What strikes you as you read his work is the strength and passion of his faith and his experience of joy and personal freedom. ‘He breaks the power of cancelled sin,’ Charles writes confidently, referring to Jesus. ‘Long my imprisoned spirit lay, fast bound in sin and nature’s night,’ he tells us, before describing  what happened when Christ intervened – ‘I woke, the dungeon flamed with light; my chains fell of, my heart was free, I rose, went forth, and followed thee.’ 

This gift of freedom seems to have been every bit as real to Wesley as Alan Johnson’s deliverance from literal captivity was to him. But in what sense was Charles ever ‘fast bound’ in a ‘dungeon’?  It seems that as a young man he became acutely aware of his own sinfulness and moral imperfections, and realised these were a barrier closing his heart to the loving, holy God he longed to encounter.
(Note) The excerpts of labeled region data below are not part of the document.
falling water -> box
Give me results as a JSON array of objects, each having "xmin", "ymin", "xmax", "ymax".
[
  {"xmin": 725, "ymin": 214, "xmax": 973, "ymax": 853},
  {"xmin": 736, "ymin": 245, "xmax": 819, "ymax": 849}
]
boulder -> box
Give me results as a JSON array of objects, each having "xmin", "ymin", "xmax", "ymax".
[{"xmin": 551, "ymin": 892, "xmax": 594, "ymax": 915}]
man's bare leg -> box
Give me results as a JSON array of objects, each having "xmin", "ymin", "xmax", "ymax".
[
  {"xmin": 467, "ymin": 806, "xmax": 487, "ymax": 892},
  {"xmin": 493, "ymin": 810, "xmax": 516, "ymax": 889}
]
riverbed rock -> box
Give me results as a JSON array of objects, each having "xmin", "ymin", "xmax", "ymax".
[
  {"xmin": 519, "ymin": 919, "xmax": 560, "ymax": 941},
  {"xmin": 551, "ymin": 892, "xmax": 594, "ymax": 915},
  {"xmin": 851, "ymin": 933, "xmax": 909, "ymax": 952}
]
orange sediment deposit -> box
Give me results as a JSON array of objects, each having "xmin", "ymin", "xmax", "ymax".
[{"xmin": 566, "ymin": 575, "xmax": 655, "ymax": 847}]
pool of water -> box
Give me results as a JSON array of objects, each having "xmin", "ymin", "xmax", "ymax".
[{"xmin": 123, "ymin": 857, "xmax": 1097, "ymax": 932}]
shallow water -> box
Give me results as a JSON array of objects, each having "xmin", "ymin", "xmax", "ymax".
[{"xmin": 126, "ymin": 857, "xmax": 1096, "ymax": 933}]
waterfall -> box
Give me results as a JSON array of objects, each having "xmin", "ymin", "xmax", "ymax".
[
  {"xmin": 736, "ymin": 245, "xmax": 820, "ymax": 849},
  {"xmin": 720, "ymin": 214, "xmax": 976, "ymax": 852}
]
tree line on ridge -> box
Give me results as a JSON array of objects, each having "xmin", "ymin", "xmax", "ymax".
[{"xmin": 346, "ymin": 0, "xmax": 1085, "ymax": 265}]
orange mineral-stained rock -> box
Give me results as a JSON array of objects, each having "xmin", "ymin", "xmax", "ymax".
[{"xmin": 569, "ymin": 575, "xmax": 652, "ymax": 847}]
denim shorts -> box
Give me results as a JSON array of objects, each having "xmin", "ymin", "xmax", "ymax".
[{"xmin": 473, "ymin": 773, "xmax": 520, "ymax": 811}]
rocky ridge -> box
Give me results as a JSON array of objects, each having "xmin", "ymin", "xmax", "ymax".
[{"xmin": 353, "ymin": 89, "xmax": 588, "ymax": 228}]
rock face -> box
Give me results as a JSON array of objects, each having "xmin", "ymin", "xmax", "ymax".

He believed that unless this barrier were  removed, he would face God’s judgement after death, yet  his strenuous efforts to live a committed, Christian life were not, he felt,  really changing him for the better.  

This failure drove him to the dungeon of despair from which he was only set free when he realised Christianity is not after all about trying to make ourselves good enough for God, but about inviting Christ to demolish the barrier which separates us from him, forgiving us, setting us free, empowering us to be better people.  These thoughts came to a focus for Charles Wesley on one particular Sunday, 21st May 1738, and it was from then that he dated the beginning of his true Christian faith. That night he says, ’I went to bed still sensible of my own weakness yet confident of Christ’s protection.’
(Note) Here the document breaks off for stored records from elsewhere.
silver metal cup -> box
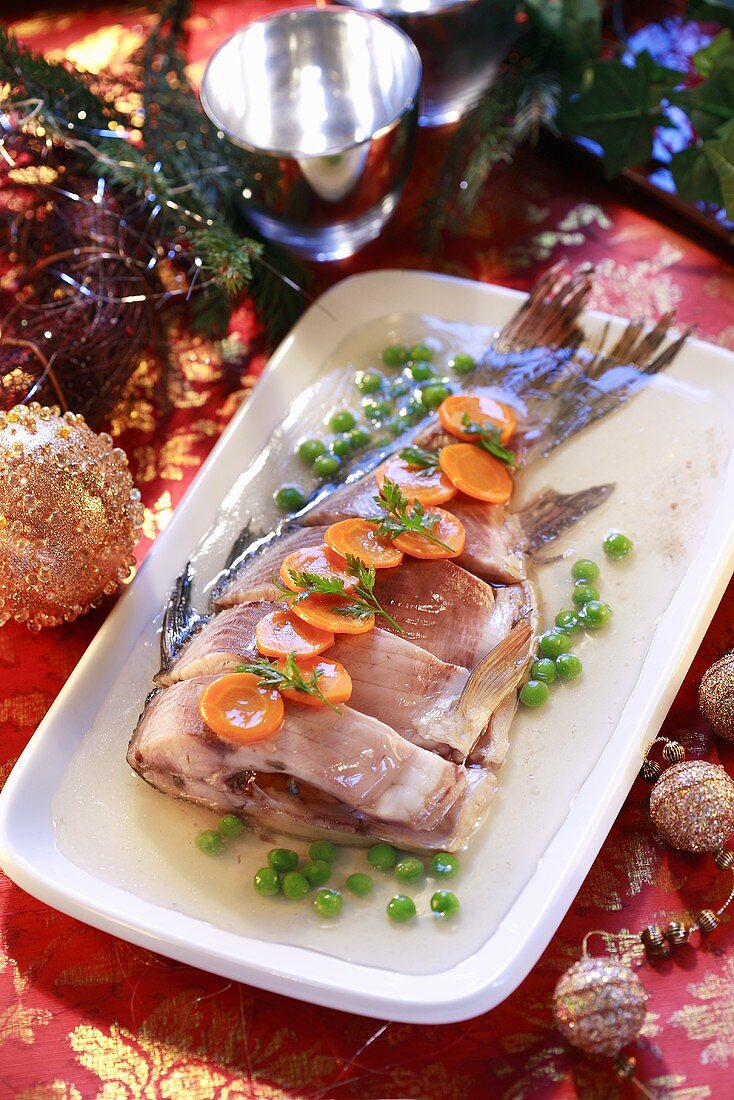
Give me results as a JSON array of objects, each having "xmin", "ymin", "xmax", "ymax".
[
  {"xmin": 201, "ymin": 8, "xmax": 421, "ymax": 260},
  {"xmin": 336, "ymin": 0, "xmax": 517, "ymax": 127}
]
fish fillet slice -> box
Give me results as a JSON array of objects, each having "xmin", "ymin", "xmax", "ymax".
[{"xmin": 128, "ymin": 677, "xmax": 465, "ymax": 828}]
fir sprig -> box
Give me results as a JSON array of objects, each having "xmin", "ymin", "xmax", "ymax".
[
  {"xmin": 273, "ymin": 553, "xmax": 403, "ymax": 634},
  {"xmin": 372, "ymin": 477, "xmax": 453, "ymax": 553},
  {"xmin": 234, "ymin": 653, "xmax": 341, "ymax": 714},
  {"xmin": 399, "ymin": 447, "xmax": 438, "ymax": 474},
  {"xmin": 461, "ymin": 413, "xmax": 517, "ymax": 466}
]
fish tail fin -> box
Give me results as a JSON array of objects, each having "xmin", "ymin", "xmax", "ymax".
[
  {"xmin": 161, "ymin": 561, "xmax": 206, "ymax": 671},
  {"xmin": 519, "ymin": 482, "xmax": 615, "ymax": 554},
  {"xmin": 458, "ymin": 619, "xmax": 533, "ymax": 735},
  {"xmin": 494, "ymin": 264, "xmax": 593, "ymax": 352}
]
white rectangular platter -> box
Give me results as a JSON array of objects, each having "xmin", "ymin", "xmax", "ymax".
[{"xmin": 0, "ymin": 271, "xmax": 734, "ymax": 1023}]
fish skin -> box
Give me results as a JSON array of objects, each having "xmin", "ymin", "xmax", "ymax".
[{"xmin": 128, "ymin": 677, "xmax": 465, "ymax": 829}]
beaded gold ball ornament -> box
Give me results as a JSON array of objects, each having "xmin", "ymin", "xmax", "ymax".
[
  {"xmin": 699, "ymin": 653, "xmax": 734, "ymax": 741},
  {"xmin": 554, "ymin": 955, "xmax": 647, "ymax": 1057},
  {"xmin": 0, "ymin": 403, "xmax": 143, "ymax": 630},
  {"xmin": 650, "ymin": 760, "xmax": 734, "ymax": 851}
]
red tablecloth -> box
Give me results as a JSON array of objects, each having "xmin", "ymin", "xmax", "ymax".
[{"xmin": 0, "ymin": 2, "xmax": 734, "ymax": 1100}]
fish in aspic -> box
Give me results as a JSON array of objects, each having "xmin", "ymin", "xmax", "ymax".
[{"xmin": 128, "ymin": 271, "xmax": 684, "ymax": 850}]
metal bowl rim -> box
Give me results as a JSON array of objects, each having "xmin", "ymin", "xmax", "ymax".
[{"xmin": 199, "ymin": 7, "xmax": 423, "ymax": 161}]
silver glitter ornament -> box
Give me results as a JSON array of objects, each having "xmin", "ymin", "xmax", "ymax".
[
  {"xmin": 650, "ymin": 760, "xmax": 734, "ymax": 851},
  {"xmin": 554, "ymin": 955, "xmax": 647, "ymax": 1057}
]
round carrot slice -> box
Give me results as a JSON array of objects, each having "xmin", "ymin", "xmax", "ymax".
[
  {"xmin": 324, "ymin": 519, "xmax": 403, "ymax": 569},
  {"xmin": 281, "ymin": 546, "xmax": 357, "ymax": 592},
  {"xmin": 255, "ymin": 609, "xmax": 333, "ymax": 657},
  {"xmin": 439, "ymin": 443, "xmax": 513, "ymax": 504},
  {"xmin": 395, "ymin": 508, "xmax": 467, "ymax": 560},
  {"xmin": 376, "ymin": 454, "xmax": 457, "ymax": 504},
  {"xmin": 278, "ymin": 657, "xmax": 352, "ymax": 706},
  {"xmin": 438, "ymin": 394, "xmax": 517, "ymax": 443},
  {"xmin": 199, "ymin": 672, "xmax": 285, "ymax": 745},
  {"xmin": 284, "ymin": 594, "xmax": 376, "ymax": 638}
]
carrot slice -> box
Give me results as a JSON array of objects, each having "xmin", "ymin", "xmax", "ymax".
[
  {"xmin": 324, "ymin": 519, "xmax": 403, "ymax": 569},
  {"xmin": 255, "ymin": 609, "xmax": 333, "ymax": 657},
  {"xmin": 278, "ymin": 657, "xmax": 352, "ymax": 706},
  {"xmin": 293, "ymin": 593, "xmax": 374, "ymax": 634},
  {"xmin": 395, "ymin": 508, "xmax": 467, "ymax": 561},
  {"xmin": 281, "ymin": 546, "xmax": 357, "ymax": 592},
  {"xmin": 376, "ymin": 454, "xmax": 457, "ymax": 504},
  {"xmin": 199, "ymin": 672, "xmax": 285, "ymax": 745},
  {"xmin": 439, "ymin": 443, "xmax": 513, "ymax": 504},
  {"xmin": 438, "ymin": 394, "xmax": 517, "ymax": 443}
]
 All of us as Christians know something of the freedom Wesley describes. Like him we’ve discovered that Jesus Christ reconnects us with God, forgiving us totally. And to one degree or another we’ve all received through faith in Christ freedom from fear, freedom from guilt, freedom from hopelessness, freedom from destructive patterns of behaviour, freedom from the negativism which tells we will never be free. 

Alan Johnston described his difficulty finding words to adequately describe his joy at being free. Christians find in the Bible, but also in the work of writers like Charles Wesley a storehouse of words, helping us both to express and to understand more deeply what our minds have come to know and our hearts to feel.  

Spiritual experience was important to Charles Wesley and his equally-famous brother John. On his death-bed in 1735 their father Samuel, an Anglican vicar, told John ‘The inward witness, son, the inward witness, this is the proof, the strongest proof of Christianity.’ And yet Charles Wesley was no stranger to depression, and he sometimes felt that God was working through him rather than working in him – others were encouraged by his preaching, while he was unmoved.  

Many of us, knowing how fluctuating is our sense of God’s presence prefer to base our faith on more reliable evidence of the truth of Christianity, such as eye-witness accounts of meetings with the risen-from-the-dead Jesus. And so we continue to believe that we all as Christians singers in a great song far bigger than we are, a song sung by God’s people throughout the whole of history. And day by day we make Charles Wesley’s words our own – ‘Other refuge have I none…All my trust on thee is stayed…Thou O Christ, art all I want, more than all in Thee I found.’ 

After his release, Alan Johnston voiced his concern for the five other Britons currently being held hostage in Iraq. ‘My heart goes out to anybody in that situation, he said. ‘I do so much hope they have a day like mine. I pray for them.’ Which is precisely the impulse which motivates folk like Charles Wesley who have tasted deeply of the freedom Jesus brings to help others find him for themselves.